Like her father, Graça works exclusively in platinum and 19.2 karat gold and uses sustainably sourced stones wherever possible. And much like her father, she works out her designs in plasticine or by doing simple sketches, collaborating with the house’s artisans to accommodate the realities and limitations of gem- and metalwork or to solve particular challenges.

A joyous use of color is a Rosior signature, Mr. Galopim de Carvalho said. In Manuel’s work, “his focus was the retinal value of the color, light return, faceting, the artistic impact and emotion behind a jewel.”

Graça’s designs reflect that legacy, though “she is more colorful than her father,” he said. “And the volumes, the shapes, there is something unique about what she is doing.”

Her “farm ring,” inspired by a client’s coffee plantation, is an example. The farmhouse of colored sapphires and diamonds, diamond sheep, ruby-and-emerald trees and other elements were individually designed, crafted and then screwed into the emerald grass that covered the ring’s flat surface, spilling down the sides.

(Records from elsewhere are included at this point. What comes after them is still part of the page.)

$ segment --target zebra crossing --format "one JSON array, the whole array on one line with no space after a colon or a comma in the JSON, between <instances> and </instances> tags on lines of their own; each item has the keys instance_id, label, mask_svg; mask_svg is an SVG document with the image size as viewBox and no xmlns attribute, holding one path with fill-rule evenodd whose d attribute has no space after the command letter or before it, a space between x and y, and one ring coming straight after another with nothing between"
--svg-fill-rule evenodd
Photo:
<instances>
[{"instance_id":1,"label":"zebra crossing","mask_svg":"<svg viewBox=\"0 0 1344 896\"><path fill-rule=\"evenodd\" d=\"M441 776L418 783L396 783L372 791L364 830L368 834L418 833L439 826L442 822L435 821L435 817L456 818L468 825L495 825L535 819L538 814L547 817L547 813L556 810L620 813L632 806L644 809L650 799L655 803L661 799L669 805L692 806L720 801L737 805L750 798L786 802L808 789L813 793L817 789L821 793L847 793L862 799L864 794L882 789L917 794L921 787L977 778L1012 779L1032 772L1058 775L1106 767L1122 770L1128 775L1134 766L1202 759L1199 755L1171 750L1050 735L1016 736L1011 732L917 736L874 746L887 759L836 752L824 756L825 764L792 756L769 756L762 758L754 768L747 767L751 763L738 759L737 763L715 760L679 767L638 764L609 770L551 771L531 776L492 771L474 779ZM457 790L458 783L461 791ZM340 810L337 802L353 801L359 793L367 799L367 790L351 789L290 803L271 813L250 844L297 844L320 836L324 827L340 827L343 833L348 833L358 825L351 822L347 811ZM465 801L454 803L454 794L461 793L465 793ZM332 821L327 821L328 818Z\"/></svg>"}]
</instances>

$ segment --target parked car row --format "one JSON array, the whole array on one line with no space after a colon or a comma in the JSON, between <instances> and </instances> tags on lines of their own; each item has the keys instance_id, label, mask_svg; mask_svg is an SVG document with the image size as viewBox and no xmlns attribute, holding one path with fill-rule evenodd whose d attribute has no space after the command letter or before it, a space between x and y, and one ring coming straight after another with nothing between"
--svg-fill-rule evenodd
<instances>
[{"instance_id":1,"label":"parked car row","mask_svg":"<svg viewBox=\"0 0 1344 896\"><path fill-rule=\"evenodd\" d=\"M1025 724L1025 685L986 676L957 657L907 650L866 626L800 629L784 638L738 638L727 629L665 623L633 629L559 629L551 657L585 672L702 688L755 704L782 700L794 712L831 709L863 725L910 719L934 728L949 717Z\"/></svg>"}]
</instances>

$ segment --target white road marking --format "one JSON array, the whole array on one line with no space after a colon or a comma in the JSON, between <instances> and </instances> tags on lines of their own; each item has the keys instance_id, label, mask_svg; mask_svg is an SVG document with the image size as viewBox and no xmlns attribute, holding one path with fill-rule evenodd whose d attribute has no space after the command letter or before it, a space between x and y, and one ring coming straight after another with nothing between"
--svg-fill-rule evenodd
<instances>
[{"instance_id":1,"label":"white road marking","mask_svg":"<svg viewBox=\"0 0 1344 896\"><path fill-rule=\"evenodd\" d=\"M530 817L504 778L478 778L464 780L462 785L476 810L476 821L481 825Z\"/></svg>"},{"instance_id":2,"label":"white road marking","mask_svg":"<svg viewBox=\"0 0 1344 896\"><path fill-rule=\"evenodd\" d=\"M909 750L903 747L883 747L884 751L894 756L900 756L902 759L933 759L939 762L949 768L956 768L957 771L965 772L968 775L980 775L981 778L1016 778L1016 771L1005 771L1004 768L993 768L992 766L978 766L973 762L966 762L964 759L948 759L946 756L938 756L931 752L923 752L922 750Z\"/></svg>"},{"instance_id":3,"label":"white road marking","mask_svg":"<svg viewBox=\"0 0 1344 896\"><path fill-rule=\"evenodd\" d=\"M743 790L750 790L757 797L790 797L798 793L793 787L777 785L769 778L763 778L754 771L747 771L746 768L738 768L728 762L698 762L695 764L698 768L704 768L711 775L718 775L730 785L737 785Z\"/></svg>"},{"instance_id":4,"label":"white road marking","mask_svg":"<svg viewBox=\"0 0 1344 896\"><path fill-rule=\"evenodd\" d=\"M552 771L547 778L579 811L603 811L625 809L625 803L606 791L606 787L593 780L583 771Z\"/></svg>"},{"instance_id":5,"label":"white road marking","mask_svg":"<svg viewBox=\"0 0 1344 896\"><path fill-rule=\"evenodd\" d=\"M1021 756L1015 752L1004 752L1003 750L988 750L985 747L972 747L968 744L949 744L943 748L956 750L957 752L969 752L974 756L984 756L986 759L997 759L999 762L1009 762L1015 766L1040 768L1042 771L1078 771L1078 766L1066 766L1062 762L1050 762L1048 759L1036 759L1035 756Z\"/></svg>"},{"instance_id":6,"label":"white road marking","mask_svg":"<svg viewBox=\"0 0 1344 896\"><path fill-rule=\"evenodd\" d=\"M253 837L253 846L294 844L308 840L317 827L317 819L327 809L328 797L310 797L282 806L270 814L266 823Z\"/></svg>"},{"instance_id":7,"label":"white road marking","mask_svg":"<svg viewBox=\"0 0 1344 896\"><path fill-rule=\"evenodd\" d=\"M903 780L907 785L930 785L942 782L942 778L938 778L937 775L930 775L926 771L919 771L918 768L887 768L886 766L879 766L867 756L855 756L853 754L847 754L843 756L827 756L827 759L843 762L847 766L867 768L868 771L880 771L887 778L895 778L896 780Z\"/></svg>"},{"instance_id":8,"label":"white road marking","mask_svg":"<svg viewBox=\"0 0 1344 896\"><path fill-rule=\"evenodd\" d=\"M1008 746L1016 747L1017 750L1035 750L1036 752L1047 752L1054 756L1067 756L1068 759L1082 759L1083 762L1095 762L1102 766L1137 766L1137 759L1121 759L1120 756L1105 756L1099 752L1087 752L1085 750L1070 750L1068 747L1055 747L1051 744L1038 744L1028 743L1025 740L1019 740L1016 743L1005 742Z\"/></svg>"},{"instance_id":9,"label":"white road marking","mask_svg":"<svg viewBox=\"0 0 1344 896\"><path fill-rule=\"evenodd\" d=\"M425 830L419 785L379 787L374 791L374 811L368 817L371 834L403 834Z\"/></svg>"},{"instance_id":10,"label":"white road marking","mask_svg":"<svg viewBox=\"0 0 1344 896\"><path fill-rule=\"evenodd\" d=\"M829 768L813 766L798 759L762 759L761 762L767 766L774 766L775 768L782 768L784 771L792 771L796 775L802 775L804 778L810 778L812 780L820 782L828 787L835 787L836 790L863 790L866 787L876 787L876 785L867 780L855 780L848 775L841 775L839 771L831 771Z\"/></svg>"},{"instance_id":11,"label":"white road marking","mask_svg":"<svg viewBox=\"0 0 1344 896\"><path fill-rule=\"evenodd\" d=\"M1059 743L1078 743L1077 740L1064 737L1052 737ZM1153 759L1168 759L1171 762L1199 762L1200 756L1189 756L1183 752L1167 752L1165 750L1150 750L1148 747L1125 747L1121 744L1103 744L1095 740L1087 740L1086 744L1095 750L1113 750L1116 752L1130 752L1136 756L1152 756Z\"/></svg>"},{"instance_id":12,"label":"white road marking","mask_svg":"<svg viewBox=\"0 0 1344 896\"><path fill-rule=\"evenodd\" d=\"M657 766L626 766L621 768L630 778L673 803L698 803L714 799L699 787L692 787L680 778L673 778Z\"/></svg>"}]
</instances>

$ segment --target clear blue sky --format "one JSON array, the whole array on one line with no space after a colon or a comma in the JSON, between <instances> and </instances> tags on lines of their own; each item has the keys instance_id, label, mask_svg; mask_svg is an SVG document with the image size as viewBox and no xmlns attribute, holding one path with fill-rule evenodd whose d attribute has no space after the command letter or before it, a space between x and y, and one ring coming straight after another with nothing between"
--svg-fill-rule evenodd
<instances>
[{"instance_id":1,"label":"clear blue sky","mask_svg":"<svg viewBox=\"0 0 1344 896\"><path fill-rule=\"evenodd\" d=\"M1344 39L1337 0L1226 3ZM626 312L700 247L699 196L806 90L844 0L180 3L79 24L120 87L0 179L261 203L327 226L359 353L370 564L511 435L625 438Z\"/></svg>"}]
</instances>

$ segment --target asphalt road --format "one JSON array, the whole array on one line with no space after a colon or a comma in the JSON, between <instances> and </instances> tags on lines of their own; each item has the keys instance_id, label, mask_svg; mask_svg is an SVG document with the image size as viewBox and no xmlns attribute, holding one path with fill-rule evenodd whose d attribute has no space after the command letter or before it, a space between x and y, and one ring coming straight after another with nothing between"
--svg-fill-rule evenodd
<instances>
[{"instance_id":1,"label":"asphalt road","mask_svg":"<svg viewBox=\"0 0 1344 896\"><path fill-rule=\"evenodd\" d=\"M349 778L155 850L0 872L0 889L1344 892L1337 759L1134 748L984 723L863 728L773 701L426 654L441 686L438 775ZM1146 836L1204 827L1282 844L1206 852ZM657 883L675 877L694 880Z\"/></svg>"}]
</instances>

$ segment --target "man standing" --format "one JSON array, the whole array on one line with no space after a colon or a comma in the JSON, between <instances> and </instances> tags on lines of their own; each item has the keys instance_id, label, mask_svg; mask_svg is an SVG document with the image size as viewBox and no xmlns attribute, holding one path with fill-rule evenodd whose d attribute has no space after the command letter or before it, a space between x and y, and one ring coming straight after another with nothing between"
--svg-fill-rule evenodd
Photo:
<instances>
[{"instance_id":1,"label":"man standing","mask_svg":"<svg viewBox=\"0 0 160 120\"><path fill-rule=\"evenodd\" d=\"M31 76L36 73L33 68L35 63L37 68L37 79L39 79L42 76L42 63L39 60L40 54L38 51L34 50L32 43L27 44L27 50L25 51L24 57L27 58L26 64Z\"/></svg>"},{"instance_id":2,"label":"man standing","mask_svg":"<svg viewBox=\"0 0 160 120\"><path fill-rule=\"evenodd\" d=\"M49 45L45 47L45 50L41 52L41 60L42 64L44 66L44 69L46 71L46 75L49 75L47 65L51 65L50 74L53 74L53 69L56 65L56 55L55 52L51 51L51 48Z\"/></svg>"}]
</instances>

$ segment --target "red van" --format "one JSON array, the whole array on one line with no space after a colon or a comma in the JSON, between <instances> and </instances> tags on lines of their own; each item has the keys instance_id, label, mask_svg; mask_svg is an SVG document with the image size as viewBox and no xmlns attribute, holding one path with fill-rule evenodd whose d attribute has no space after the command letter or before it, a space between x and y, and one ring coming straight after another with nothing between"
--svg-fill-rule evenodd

Flora and fauna also are a frequent theme, such as a bird-of-paradise brooch in diamonds, sapphires, rubies, emeralds and tsavorites (24,900 euros, or $27,080) and a floral cocktail ring in sapphires, emeralds, rubies and tsavorites (€22,300).

But other designs are less complex, often based on simple geometric figures and lines, including a hand-chiseled gold cuff bracelet (sold, at €15,910) and rose earrings in a lacelike openwork design, set with brown diamonds (sold, price on application).

Many of Graça’s jewels have a more youthful feel than their father’s had, José noted. “My sister has a fresh way of creating that gives new ideas to the design,” he said.

As for the business, some changes also are in the works: The Rosas plan to bring new jewelers into the fold and have begun looking for a larger atelier space in Porto. “You are always seeing a new road ahead,” José said. “You still have something new tomorrow. If you are passionate about this, it’s the best way.”